Frigide Barjot, égérie des anti-mariage pour tous
Frigide Barjot, égérie des anti-mariage pour tous © Reuters / Christian Hartmann

Le gouvernement français tente d'en finir à marche forcée avec le projet de loi pour le mariage homosexuel qui empoisonne le climat politique, prenant le risque de radicaliser un peu plus des opposants déterminés à ne "rien lâcher". Après son adoption à main levée vendredi dernier au Sénat et 110 heures de débats en première lecture à l'Assemblée, le texte, soumis lundi à la commission des Lois, sera examiné en seconde lecture par les députés de mercredi à samedi soir avant un vote solennel le 23 avril. Pour le président de la commission des Lois, Jean-Jacques Urvoas, il n'y a pas de raison que l'Assemblée modifie le texte adopté par le Sénat et les députés pourraient faire un "conforme" afin d'achever les débats dès vendredi soir. "Logiquement, avant le week-end c'est une affaire qui devrait être entendue", a-t-il déclaré à Reuters.

Accélération contre radicalisation

Une accélération inacceptable du calendrier pour la droite qui dénonce un passage en force, de même que le collectif "La Manif pour tous" qui a décidé d'une nouvelle manifestation dimanche à Paris sous le slogan "Ils accélèrent, on accélère", et peut-être le 23 avril. Le gouvernement a demandé l'application du "temps législatif programmé", une procédure instaurée par la précédente majorité qui fixe à l'avance la durée des discussions, afin de limiter les débats à 25 heures et éviter ainsi des joutes interminables. En outre, les sénateurs ont introduit la possibilité pour l'exécutif de recourir aux ordonnances pour toutes les modifications législatives qu'entraînera ce texte. "Les provocations s'accumulent, ce pour une seule chose : il faut trouver une diversion à tout prix au scandale Cahuzac", a estimé le chef de file des députés UMP, Christian Jacob. En attendant, les "anti" ont décidé de prendre la rue.

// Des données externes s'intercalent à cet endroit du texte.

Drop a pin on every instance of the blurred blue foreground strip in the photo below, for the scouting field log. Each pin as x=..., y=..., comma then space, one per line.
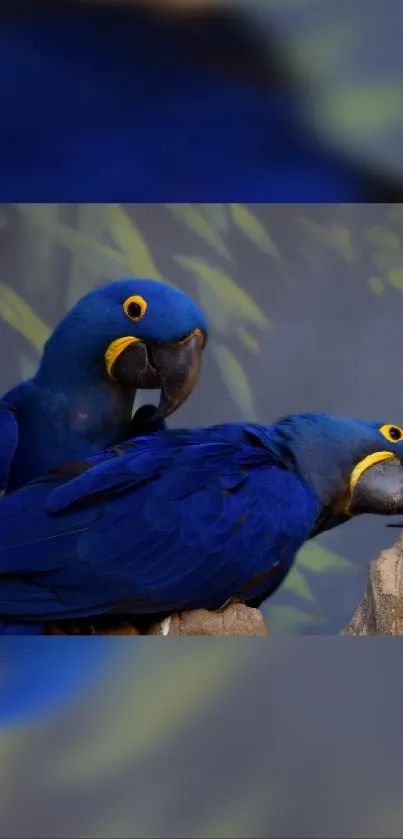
x=43, y=675
x=112, y=103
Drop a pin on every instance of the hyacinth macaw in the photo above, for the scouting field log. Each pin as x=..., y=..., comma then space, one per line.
x=187, y=519
x=127, y=335
x=8, y=443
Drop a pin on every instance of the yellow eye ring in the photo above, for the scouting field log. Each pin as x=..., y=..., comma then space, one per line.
x=392, y=433
x=135, y=307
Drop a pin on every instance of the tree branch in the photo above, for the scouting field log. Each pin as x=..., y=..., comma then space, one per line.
x=381, y=610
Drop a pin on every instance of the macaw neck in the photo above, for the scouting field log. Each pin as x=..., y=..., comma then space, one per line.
x=60, y=424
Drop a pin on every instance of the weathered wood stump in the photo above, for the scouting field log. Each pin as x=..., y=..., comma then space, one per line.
x=235, y=619
x=381, y=610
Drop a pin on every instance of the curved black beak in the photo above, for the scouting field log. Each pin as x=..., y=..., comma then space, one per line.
x=171, y=368
x=379, y=489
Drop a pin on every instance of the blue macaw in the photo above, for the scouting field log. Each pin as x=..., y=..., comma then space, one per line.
x=8, y=443
x=127, y=335
x=186, y=519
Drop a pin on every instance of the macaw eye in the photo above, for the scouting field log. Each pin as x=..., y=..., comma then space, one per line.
x=392, y=433
x=135, y=307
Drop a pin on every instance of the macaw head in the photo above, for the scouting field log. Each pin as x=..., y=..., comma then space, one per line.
x=354, y=467
x=137, y=333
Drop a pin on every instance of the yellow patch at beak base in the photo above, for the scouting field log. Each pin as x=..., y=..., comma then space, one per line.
x=115, y=349
x=365, y=464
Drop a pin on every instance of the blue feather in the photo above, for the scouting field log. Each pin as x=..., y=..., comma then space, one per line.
x=177, y=519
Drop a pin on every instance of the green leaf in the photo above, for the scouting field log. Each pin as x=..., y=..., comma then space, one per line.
x=361, y=111
x=131, y=242
x=320, y=560
x=286, y=620
x=216, y=215
x=376, y=285
x=254, y=229
x=323, y=50
x=164, y=690
x=16, y=312
x=237, y=302
x=220, y=318
x=198, y=223
x=395, y=277
x=236, y=380
x=381, y=237
x=336, y=236
x=296, y=583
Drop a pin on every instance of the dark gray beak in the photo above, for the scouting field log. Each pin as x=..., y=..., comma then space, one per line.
x=379, y=489
x=171, y=368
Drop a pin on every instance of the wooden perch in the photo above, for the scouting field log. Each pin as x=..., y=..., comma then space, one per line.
x=235, y=619
x=381, y=610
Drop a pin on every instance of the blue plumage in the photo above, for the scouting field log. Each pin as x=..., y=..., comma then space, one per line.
x=73, y=406
x=8, y=443
x=187, y=519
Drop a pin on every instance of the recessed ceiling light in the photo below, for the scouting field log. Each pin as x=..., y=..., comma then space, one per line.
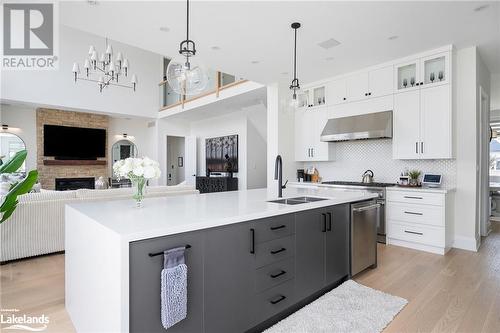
x=479, y=8
x=329, y=43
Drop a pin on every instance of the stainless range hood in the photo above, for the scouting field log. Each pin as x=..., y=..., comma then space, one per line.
x=367, y=126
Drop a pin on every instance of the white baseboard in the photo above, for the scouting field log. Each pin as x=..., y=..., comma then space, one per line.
x=466, y=243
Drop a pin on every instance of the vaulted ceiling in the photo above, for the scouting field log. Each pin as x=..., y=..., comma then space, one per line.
x=253, y=39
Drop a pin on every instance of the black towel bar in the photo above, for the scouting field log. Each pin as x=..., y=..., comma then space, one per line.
x=160, y=253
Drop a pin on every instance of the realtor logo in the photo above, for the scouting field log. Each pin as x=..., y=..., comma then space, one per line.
x=29, y=36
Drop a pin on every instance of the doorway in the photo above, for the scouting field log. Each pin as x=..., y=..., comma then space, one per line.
x=176, y=147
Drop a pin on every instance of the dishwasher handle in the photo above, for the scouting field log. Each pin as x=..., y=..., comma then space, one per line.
x=364, y=208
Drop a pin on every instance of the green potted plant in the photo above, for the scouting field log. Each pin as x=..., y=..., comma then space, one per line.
x=9, y=201
x=414, y=176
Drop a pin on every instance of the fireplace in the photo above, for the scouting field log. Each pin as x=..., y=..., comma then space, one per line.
x=65, y=184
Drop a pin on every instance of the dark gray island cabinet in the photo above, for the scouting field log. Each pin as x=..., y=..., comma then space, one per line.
x=245, y=275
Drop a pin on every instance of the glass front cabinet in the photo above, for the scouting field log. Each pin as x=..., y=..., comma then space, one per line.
x=423, y=72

Soixante-dix opposants ont été interpellés dans la nuit de dimanche à lundi près de l'Assemblée nationale, alors qu'ils s'apprêtaient à installer des tentes, et ont été placés en garde à vue, a-t-on appris lundi de source judiciaire.

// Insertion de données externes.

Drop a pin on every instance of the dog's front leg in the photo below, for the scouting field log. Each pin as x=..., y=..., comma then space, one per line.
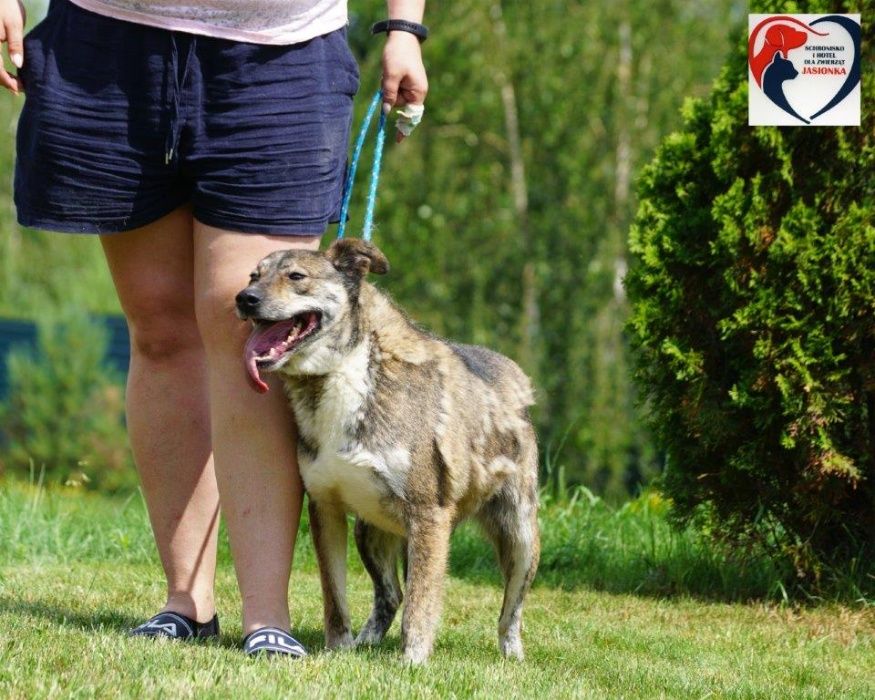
x=328, y=527
x=428, y=541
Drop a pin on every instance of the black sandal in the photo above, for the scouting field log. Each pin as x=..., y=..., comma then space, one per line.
x=176, y=626
x=272, y=641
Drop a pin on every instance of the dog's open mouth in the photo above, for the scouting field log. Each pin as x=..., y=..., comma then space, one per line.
x=270, y=342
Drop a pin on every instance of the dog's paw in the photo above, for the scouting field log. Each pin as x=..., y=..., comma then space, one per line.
x=339, y=641
x=416, y=654
x=511, y=647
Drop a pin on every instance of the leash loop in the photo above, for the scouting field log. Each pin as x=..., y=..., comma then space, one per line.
x=368, y=224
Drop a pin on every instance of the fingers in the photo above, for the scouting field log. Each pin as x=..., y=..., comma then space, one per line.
x=404, y=79
x=12, y=33
x=15, y=43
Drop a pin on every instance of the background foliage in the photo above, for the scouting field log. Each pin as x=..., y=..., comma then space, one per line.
x=753, y=295
x=64, y=416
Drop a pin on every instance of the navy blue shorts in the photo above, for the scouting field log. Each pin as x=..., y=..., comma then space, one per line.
x=123, y=123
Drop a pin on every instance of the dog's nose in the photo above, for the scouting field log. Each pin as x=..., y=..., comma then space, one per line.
x=248, y=300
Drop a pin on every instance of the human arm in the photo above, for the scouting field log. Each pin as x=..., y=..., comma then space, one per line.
x=12, y=17
x=404, y=79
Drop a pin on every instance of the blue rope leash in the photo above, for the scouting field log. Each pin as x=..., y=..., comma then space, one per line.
x=368, y=224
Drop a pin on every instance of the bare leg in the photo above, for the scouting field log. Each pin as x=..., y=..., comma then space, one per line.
x=253, y=434
x=167, y=404
x=328, y=527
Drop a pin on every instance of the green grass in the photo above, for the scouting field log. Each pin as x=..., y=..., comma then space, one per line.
x=623, y=609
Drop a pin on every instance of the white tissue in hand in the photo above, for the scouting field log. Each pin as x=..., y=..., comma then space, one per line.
x=408, y=118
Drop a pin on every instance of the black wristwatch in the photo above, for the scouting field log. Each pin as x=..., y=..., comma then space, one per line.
x=420, y=31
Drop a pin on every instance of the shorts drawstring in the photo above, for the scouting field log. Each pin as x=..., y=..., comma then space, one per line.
x=175, y=81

Ils comptent bien multiplier les opérations sauvages cette semaine et au moins jusqu'au vote solennel du projet de loi à l'Assemblée.

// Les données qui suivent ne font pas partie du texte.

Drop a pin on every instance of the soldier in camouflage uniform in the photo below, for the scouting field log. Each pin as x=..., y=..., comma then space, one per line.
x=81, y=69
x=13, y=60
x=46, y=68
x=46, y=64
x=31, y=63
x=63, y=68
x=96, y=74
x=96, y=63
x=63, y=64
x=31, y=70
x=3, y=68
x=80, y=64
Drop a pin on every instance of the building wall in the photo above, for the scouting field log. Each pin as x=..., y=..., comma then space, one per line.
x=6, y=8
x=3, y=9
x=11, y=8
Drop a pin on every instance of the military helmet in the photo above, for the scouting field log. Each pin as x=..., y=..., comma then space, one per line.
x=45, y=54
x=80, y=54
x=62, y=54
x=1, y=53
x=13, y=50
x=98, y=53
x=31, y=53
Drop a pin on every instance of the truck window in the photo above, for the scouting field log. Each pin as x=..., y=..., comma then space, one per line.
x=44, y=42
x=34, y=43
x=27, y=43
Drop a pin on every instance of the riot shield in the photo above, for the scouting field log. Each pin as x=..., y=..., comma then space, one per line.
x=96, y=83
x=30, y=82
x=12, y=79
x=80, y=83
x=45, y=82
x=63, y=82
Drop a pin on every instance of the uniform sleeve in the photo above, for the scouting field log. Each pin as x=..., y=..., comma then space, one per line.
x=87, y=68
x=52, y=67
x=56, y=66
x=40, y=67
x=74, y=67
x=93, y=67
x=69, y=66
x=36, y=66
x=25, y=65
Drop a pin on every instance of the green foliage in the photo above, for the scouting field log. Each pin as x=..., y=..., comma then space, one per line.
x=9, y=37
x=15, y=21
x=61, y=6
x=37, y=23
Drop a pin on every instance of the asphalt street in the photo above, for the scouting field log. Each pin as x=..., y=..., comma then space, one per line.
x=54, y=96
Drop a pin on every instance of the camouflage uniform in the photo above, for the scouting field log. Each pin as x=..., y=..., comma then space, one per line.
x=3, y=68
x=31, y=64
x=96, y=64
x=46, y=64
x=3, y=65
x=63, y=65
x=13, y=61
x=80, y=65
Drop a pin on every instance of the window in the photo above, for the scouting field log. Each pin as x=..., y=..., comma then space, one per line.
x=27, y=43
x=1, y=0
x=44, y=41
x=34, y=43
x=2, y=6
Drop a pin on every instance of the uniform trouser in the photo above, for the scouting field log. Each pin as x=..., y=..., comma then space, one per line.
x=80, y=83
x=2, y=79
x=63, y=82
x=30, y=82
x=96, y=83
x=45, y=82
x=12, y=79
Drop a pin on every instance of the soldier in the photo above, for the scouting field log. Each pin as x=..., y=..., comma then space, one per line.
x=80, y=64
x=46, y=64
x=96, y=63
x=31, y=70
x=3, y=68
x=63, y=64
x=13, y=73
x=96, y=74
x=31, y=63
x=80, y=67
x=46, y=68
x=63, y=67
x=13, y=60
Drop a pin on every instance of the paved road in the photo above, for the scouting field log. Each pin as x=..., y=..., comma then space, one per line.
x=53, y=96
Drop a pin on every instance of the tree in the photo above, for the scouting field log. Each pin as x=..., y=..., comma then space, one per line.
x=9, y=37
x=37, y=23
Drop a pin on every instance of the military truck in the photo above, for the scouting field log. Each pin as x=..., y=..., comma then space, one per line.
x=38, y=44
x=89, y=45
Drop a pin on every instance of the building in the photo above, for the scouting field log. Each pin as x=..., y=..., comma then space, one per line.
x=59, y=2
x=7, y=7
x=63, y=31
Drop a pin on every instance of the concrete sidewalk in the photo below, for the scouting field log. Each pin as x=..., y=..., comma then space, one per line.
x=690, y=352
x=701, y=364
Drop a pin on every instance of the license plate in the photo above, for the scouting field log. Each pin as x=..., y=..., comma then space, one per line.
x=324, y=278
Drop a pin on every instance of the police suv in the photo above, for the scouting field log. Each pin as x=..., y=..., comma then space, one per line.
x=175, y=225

Le reportage d'Antoine Giniaux.

La porte-parole du Printemps français, Béatrice Bourges, à l'origine de l'opération, se dit "scandalisée par ces gardes à vue de jeunes qui sont juste un peu sortis des clous". Pour Me Frédéric Pichon, un de leurs avocats, il s'agit d'une mesure "disproportionnée et vexatoire".

"Arrête les frais, Frigide !"

Des opposants appellent à des rassemblements chaque soir à partir de mardi près de l'Assemblée. D'autres entendent poursuivre les "comités d'accueil" de ministres ou de personnalités favorables au projet de loi. Dimanche soir, des manifestants ont attendu le ministre de l'Intérieur Manuel Valls à la sortir d'un concert Salle Pleyel à Paris.

L'animateur de télévision Karl Zéro, le beau-frère de Frigide Barjot, figure de proue des anti-mariage gay, publie sur le site du Huffington Post une lettre ouverte à sa belle-soeur pour la prier d'"arrêter les frais". "On va faire quoi alors? On va s'entretuer, parce que ça détend ?" écrit-il.

Une lettre ouverte qui n'a pas plu à la principale intéressée, Frigide Barjot (au micro de Géraldine Hallot).

Vendredi dernier, lors d'un rassemblement aux abords du Sénat qui rassemblait plusieurs milliers d'opposants, Frigide Barjot - qui a amendé par la suite ses propos - a dénoncé "un déni de démocratie" et mis en garde le chef de l'Etat en ces termes : "Hollande veut du sang, il en aura!"